King Charles holds key meeting after Harry, Meghan’s strong message

Buckingham Palace issues update on important event as King Charles presents honour

By A. Akmal
November 06, 2025
King Charles holds key meeting after Harry, Meghan’s strong message
King Charles holds key meeting after Harry, Meghan’s strong message

King Charles seems to be playing a part in the significant conversation that has begun surrounding the new developments being made in tech, an issue that Prince Harry and Meghan Markle have extensively spoken about.

The Duke and Duchess of Sussex, who are parents to six-year-old Prince Archie and four-year-old Princess Lilibet, have stressed on the regulation of AI and the legal framework for accountability that needs to be put in place in order to protect young children from its harmful impact.

As the discussion about AI grows, the monarch recognised the contributions of some pioneers in tech who have shaped artificial intelligence in the modern times.

Buckingham Palace shared highlights from the meeting in which Charles presented the The Queen Elizabeth Prize for Engineering at St James’s Palace on Wednesday, celebrating the innovations which are transforming our world.

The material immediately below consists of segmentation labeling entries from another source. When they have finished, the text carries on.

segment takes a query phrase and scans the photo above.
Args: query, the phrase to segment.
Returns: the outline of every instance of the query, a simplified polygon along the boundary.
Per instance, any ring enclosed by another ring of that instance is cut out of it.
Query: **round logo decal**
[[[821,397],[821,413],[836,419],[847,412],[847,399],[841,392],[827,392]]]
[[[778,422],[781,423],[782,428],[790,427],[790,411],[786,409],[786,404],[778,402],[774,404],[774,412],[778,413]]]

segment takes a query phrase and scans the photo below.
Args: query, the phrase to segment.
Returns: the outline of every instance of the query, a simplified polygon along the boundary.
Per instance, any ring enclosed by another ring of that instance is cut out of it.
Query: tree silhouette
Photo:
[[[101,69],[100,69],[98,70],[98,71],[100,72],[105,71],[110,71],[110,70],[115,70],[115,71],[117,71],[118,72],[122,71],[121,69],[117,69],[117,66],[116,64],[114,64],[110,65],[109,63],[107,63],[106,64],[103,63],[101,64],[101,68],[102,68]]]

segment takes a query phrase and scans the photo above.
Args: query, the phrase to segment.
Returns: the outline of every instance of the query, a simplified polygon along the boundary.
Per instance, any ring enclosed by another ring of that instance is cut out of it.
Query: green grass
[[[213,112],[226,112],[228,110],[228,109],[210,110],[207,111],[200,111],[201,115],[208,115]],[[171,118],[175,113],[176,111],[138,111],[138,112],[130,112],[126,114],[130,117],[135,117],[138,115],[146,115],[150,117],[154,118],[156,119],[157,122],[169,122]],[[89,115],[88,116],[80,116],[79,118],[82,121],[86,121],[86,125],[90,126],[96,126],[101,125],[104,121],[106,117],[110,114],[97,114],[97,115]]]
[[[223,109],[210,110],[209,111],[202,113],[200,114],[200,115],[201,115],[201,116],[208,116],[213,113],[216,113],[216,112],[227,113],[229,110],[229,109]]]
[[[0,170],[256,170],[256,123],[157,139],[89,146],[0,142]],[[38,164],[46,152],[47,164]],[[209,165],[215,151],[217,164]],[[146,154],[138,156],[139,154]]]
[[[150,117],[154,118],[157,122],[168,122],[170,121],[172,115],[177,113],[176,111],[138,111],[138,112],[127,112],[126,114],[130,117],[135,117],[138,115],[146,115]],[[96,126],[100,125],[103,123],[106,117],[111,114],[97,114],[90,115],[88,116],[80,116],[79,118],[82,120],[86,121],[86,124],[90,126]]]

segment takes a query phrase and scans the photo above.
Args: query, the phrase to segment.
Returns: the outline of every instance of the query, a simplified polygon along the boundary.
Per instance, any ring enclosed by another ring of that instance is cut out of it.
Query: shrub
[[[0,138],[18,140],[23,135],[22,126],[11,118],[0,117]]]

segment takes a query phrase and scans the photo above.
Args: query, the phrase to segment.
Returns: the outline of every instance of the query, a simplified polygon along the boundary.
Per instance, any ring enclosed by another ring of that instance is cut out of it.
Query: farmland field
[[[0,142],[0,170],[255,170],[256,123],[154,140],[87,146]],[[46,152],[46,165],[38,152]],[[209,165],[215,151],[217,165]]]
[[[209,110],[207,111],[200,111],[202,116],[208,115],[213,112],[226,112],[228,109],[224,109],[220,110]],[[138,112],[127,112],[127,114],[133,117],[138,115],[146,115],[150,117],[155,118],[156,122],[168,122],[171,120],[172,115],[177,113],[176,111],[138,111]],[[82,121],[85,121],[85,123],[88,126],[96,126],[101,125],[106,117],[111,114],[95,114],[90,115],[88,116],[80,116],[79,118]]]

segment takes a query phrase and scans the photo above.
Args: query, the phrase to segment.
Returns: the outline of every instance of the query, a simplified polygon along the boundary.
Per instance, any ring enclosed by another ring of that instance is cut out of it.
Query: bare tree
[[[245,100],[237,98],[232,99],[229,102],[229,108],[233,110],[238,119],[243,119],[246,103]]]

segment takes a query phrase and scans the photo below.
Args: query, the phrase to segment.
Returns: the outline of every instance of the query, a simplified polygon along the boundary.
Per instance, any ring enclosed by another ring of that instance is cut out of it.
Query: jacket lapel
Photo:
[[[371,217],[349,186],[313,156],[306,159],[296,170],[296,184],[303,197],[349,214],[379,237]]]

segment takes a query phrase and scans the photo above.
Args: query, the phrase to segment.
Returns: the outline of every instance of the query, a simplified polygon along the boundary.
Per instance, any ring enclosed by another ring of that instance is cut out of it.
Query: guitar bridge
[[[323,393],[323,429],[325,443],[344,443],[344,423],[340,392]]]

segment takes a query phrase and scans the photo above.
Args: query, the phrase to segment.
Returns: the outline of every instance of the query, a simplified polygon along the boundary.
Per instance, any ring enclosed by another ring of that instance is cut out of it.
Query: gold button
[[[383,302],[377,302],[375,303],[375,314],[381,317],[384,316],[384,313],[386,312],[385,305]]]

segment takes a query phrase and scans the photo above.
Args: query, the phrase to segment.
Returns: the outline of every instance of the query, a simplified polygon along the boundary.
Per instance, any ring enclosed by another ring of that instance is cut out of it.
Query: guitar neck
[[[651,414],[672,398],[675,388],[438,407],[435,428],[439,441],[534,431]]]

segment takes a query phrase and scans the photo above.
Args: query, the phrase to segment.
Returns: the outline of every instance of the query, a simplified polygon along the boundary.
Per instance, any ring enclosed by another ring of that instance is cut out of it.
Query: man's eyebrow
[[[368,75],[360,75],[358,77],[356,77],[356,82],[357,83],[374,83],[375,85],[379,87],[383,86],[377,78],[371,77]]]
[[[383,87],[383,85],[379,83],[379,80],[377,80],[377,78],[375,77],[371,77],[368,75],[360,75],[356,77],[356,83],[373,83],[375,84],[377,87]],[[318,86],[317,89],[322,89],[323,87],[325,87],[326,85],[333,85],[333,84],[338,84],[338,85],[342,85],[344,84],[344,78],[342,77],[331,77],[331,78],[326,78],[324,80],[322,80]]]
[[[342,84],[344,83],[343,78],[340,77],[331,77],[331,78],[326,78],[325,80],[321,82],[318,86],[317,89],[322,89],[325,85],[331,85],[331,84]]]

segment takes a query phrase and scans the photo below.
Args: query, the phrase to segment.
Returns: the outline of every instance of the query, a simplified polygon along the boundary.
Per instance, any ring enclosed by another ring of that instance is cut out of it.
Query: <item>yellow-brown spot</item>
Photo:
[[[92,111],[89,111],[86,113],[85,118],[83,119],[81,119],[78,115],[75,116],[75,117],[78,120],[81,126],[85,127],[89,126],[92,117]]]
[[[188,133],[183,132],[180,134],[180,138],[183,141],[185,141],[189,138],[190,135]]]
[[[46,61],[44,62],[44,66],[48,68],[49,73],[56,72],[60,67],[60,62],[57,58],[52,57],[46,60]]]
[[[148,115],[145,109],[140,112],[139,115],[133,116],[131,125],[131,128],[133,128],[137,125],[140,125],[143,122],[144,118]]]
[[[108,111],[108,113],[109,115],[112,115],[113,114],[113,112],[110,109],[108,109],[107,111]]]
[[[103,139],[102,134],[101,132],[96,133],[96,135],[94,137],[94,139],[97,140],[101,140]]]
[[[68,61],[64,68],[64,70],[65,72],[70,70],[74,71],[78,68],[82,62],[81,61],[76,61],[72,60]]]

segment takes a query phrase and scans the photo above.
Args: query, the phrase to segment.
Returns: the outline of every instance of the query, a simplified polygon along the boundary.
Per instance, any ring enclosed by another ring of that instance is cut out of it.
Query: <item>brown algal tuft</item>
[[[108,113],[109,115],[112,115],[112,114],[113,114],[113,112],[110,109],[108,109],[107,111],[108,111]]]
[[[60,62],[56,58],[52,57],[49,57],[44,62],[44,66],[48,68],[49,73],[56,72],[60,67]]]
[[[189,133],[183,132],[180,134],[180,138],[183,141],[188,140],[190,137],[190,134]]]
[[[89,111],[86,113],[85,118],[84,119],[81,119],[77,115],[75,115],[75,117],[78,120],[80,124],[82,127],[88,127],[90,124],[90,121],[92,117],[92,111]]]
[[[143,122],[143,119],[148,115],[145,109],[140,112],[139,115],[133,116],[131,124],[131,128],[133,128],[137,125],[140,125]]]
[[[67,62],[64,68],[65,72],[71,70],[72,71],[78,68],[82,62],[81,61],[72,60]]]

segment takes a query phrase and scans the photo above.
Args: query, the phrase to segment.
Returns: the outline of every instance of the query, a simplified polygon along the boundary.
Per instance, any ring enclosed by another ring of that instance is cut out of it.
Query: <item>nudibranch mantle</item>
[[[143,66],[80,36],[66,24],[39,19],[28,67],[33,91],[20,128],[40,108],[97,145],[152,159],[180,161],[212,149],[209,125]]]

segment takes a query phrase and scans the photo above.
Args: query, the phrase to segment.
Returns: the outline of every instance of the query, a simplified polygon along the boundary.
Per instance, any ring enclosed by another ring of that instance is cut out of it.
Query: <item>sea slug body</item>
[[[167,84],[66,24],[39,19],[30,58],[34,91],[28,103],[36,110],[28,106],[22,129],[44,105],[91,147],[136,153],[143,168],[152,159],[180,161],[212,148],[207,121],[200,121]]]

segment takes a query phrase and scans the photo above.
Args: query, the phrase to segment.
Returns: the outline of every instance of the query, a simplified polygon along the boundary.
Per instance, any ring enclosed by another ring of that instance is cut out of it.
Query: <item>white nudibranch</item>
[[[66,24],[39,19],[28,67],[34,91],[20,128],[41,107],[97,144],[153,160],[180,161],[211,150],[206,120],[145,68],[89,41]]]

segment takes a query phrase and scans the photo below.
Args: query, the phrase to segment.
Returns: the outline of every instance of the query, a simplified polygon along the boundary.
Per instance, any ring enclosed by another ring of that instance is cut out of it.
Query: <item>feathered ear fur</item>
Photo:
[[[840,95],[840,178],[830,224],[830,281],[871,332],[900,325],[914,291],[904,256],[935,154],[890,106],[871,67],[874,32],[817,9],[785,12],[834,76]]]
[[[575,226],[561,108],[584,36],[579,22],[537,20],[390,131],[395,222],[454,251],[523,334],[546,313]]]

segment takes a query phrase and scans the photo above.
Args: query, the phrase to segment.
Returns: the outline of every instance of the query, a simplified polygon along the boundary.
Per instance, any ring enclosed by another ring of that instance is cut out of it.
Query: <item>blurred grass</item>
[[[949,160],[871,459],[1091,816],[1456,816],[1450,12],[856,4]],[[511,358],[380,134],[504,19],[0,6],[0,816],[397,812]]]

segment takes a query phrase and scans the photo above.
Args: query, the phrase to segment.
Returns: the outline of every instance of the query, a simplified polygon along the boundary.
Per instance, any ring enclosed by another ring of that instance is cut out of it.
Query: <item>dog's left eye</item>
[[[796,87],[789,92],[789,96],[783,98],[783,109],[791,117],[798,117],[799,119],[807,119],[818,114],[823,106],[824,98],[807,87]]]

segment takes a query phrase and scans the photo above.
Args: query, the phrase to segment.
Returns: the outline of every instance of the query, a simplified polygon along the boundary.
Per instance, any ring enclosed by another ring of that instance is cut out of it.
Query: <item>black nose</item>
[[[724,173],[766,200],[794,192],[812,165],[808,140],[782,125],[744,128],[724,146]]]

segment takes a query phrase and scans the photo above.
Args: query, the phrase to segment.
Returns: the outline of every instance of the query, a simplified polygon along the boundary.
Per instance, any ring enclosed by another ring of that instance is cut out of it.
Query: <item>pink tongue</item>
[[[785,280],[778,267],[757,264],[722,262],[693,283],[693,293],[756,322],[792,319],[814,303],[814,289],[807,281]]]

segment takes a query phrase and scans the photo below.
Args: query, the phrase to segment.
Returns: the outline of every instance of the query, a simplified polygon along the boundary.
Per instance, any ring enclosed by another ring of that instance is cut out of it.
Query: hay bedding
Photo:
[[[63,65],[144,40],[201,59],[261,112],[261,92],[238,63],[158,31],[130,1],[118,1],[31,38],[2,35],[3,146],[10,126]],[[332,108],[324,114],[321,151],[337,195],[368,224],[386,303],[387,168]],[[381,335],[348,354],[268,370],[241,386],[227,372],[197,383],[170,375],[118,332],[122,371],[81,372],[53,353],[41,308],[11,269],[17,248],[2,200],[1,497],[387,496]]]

“This year’s prize honours seven pioneers whose work has shaped modern artificial intelligence,” the statement read.

“Dr Fei-Fei Li has established crucial high-quality datasets to train machine learning algorithms; professors Yoshua Bengio, Geoffrey Hinton, John Hopfield and Dr Yann LeCun have championed artificial neural networks inspired by the human brain as a model for machine learning, whilst Jensen Huang and Dr Bill Dally developed the powerful hardware platforms that make AI possible. Together, their contributions underpin the AI revolution.”

The event comes just weeks after the Duke and Duchess of Sussex were invited to join an “unprecedented coalition of world-renowned leaders” including AI scientists, experts, policy makers, and researchers in “calling for a prohibition on the development of AI superintelligence until the technology is reliably safe and controllable and has public buy-in”.

Prince Harry had said, “The future of AI should serve humanity, not replace it. The true test of progress will be not how fast we move, but how wisely we steer.”